Substituting 7 for x and 0 for y:
49 – 14 – 6 = 0 + 14 + 15
29 = 29
This true statement shows that (7, 0) is an x-intercept on the graph of this equation.

b. Show that the zeros of the function f(x)=4x² – 16x – 84 are the same as the x-values of the x-intercepts for the graph of the equation in part (a) (i.e., x = -3 and 7).
Answer:
Substituting x = –3 and f(x) = 0:
4(9) – 16(–3) – 84 = 0
36 + 48 – 84 = 0
0 = 0

Substituting x = 7 and f(x)=0:
4(49) – 16(7) – 84 = 0
196 – 112 – 84 = 0
0 = 0

c. Explain how this function is different from the equation in part (a).
Answer:
The graph of the function would be a vertical stretch, with a scale factor of 4, of the graph of the equation. Or, you could say that the graph of the equation is a vertical shrink, with a scale factor of \(\frac{1}{4}\) of the graph of f. You know this because the formula for the function f is related to the equation. Solving the equation for y, you get y = x² – 4x – 21. So, y = \(\frac{1}{4}\) f(x).
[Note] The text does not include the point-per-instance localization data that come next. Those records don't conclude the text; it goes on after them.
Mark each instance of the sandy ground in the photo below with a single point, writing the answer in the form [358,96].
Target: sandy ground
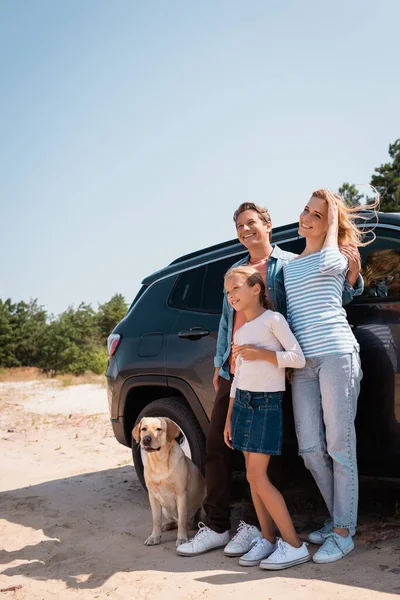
[73,518]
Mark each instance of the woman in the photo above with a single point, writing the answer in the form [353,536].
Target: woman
[325,391]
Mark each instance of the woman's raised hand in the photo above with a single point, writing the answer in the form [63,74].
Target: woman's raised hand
[228,434]
[333,211]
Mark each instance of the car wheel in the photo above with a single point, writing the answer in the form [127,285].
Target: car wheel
[191,440]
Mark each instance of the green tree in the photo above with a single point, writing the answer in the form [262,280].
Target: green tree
[351,195]
[28,323]
[386,180]
[72,343]
[110,314]
[7,342]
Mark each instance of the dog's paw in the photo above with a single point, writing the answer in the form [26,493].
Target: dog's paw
[152,540]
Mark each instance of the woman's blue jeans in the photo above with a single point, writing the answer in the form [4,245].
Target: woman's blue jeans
[325,394]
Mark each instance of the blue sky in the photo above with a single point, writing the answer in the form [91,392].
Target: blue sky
[131,130]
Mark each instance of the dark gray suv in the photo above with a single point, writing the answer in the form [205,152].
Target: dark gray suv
[161,353]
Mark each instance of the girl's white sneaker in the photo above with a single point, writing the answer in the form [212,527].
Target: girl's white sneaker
[260,549]
[286,556]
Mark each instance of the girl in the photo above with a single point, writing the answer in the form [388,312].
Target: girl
[325,391]
[254,419]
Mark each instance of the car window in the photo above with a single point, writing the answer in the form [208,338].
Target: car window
[201,289]
[296,246]
[188,290]
[381,265]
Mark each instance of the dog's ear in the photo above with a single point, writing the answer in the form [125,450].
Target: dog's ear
[172,430]
[136,432]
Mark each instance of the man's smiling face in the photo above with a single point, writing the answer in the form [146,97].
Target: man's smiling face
[251,230]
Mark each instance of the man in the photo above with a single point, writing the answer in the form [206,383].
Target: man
[253,227]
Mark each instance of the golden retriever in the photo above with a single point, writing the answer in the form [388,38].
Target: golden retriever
[175,485]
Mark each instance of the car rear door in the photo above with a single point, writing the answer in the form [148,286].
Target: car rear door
[197,299]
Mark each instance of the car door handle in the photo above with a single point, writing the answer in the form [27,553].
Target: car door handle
[195,333]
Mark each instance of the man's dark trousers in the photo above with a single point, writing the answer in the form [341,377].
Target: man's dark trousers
[219,467]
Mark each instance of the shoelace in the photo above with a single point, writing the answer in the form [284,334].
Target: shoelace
[281,547]
[255,543]
[327,528]
[241,532]
[203,530]
[331,545]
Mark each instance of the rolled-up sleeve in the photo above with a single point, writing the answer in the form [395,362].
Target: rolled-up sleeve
[292,356]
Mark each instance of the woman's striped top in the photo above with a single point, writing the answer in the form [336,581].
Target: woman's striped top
[314,285]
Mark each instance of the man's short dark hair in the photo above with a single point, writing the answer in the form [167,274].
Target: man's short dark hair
[262,212]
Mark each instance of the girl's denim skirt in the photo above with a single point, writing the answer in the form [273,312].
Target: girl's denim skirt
[257,423]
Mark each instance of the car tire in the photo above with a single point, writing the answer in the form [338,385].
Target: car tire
[177,411]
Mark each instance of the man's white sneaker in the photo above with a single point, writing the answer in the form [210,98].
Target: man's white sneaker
[319,536]
[334,548]
[286,556]
[242,540]
[205,540]
[260,549]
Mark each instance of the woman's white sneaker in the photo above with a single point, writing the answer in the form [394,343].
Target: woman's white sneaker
[260,549]
[243,539]
[334,548]
[286,556]
[205,540]
[319,536]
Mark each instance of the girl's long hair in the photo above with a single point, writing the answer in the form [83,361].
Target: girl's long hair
[253,277]
[348,232]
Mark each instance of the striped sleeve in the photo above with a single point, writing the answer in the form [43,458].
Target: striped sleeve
[332,261]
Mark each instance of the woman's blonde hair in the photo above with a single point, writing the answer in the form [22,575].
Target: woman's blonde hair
[253,277]
[381,264]
[348,232]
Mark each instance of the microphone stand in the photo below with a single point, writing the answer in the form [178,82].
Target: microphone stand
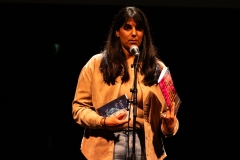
[134,91]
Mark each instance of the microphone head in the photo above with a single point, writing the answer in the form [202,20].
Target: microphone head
[134,50]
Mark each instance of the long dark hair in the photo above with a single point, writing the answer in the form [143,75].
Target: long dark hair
[114,64]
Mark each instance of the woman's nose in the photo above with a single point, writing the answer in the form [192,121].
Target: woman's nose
[134,32]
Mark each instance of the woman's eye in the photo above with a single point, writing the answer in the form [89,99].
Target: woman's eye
[127,27]
[139,28]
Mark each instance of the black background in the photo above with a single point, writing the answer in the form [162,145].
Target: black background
[200,44]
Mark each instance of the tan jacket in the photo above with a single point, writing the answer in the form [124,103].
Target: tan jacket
[92,93]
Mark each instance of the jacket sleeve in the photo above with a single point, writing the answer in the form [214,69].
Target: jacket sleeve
[83,110]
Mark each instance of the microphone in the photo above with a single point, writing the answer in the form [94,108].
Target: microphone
[134,50]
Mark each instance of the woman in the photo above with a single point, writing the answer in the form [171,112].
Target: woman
[109,75]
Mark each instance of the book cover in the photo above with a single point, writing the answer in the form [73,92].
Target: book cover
[167,87]
[115,107]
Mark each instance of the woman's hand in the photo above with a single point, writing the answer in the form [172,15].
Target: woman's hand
[170,120]
[114,120]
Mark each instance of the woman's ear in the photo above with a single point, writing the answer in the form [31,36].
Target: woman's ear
[117,33]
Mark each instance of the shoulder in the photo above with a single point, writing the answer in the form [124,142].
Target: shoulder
[161,63]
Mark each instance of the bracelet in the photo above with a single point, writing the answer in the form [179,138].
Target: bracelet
[104,124]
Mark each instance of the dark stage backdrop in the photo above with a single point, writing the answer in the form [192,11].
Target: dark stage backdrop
[199,44]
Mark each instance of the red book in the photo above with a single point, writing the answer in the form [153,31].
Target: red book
[166,85]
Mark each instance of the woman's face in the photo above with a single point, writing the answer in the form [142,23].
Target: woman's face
[130,34]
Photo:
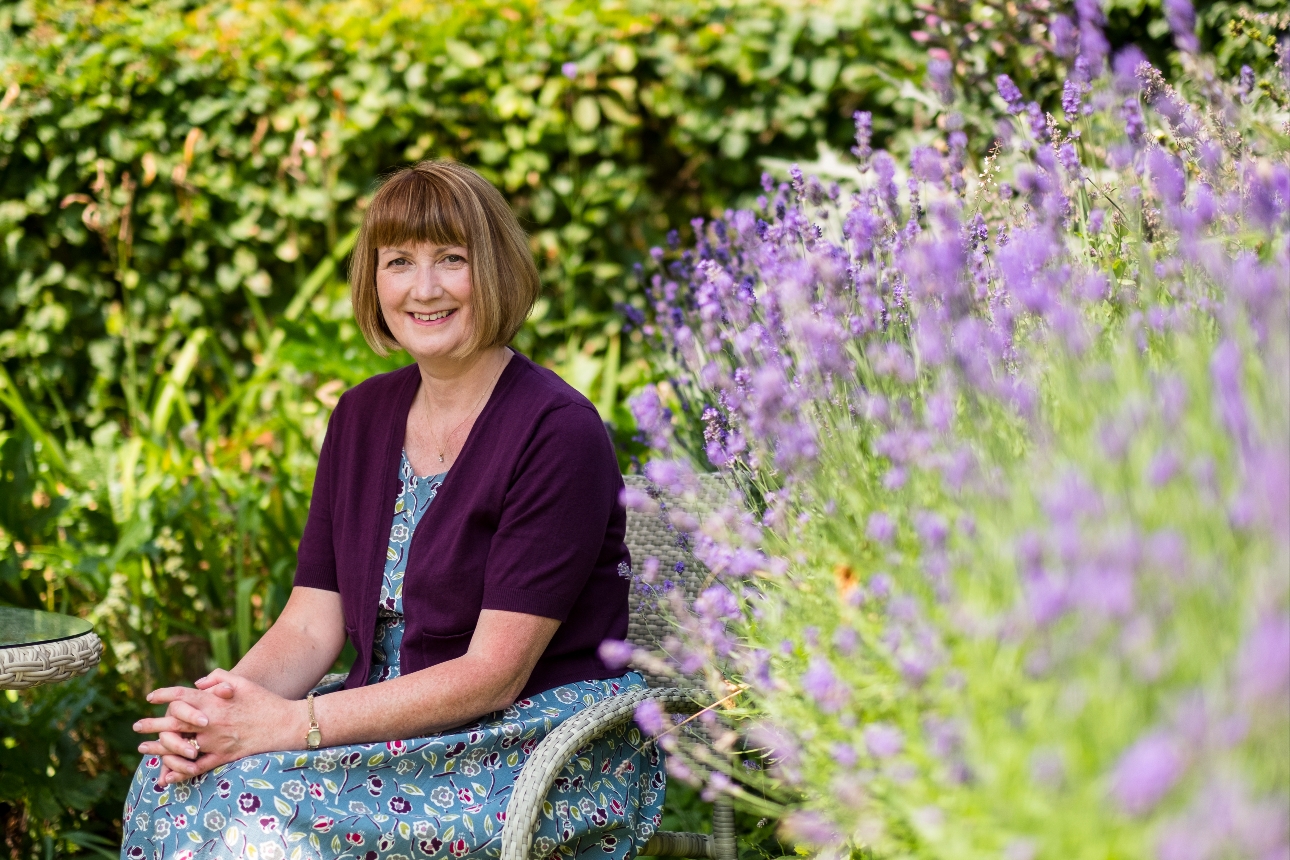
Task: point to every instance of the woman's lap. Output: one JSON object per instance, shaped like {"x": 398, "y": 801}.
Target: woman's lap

d. Identify the vertex of the graphs of each by rewriting the equation and function in the completed-square form, a(x – h)² + k. Show your work. What is the same about the two vertices? How are they different? Explain why there is a difference.
Answer:
x² – 2x – 6 = y + 2x + 15
y = x² – 4x – 21
y=(x² – 4x + 4 ) – 21 – 4
y = (x – 2)² – 25
Vertex (2, –25)

4x² – 16x – 84 = f(x)
f(x) = 4(x² – 4x + 4 ) – 84 – 16
f(x) = 4(x – 2)² – 100
Vertex (2, –100)

The two vertices have the same x-coordinate (the same axis of symmetry), but the y-coordinate for the vertex of the graph of the function is 4 times the y-coordinate of the vertex of the graph of the two-variable equation because the graph of the function would be a vertical stretch (with a scale factor of 4) of the graph of the equation.

e. Write a new quadratic function with the same zeros but with a maximum rather than a minimum. Sketch a graph of your function, indicating the scale on the axes and the key features of the graph.

Answer:

Notes: Factored form is easiest to use with the zeros as the given information. We just need to have a negative leading coefficient. Any negative number will work. This example uses a = –1:
f(x) = – (x + 3)(x – 7).

To graph this function, plot the zeros/intercepts (–3, 0) and (7, 0). The vertex will be on the axis of symmetry (x = 2). Evaluate the equation for x = 2 to find the vertex, (2, 25), and sketch.

Results for the graphs may be wider or narrower, and the vertex may be higher or lower. However, all should open down, pass through the points (–3, 0) and (7, 0), and have 2 as the x-coordinate for the vertex.